In contrast, TRPA1 channels can be activated by endogenous electrophilic ligands released during oxidative stress and inflammatory and degenerative processes, and these channels may play a role in carcinogenesis by inducing intracellular increase in Ca2+ concentrations.34 In a study examining the relationship between TRPA1 and colon adenocarcinoma, TRPA1 was reported to be secreted in the healthy colon but not in colorectal cancer.22 In another study, no difference in TRPA1 expression was found between colon adenocarcinoma and healthy colon tissues.36 In this study, TRPA1 expression was significantly increased in low-grade colon adenocarcinomas. However, contrary to the results of the limited number of studies on the subject, TRPA1 expression was found to be significantly reduced in high-grade colon adenocarcinoma. The increase in the TRPA1 expression in well-differentiated colonic adenocarcinoma may be because of the activation of extracellular protein kinase (ERK1/2) and p38-mitogen-activated protein kinase (p38-MAPK), which are signalling pathways involved in carcinogenesis. A recent study reported that the activation of (ERK1/2) and p38-MAPK is mediated by TRPA1.37

Similar to TRPC1, the decrease in TRPA1 expression in high-grade adenocarcinomas may be due to a decrease in intracellular Ca 2+ stores. However, this is not a definitive conclusion.
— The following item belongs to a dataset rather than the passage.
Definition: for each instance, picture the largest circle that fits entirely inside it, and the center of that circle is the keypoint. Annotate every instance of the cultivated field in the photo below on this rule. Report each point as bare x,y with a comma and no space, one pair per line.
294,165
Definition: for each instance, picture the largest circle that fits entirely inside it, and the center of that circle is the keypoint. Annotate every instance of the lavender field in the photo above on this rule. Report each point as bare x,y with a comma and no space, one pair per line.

Based on the current evidence, it is safe to say that TRP channel protein expression may vary depending on various undiscovered variables and thus further studies are needed.

Conclusion

TRPA1 and TRPC1 protein levels are useful markers in distinguishing colon adenocarcinomas from healthy colons, regardless of degree. Therefore, the intensity of TRPA1 and TRPC1 expression can be used for the early detection of colon adenocarcinoma. Both ion channels may have pro-tumor effects, and pharmacological agents that block these channels may be candidates for use in the treatment of colorectal cancer.

Disclosure

The authors declare no conflicts of interest in this work.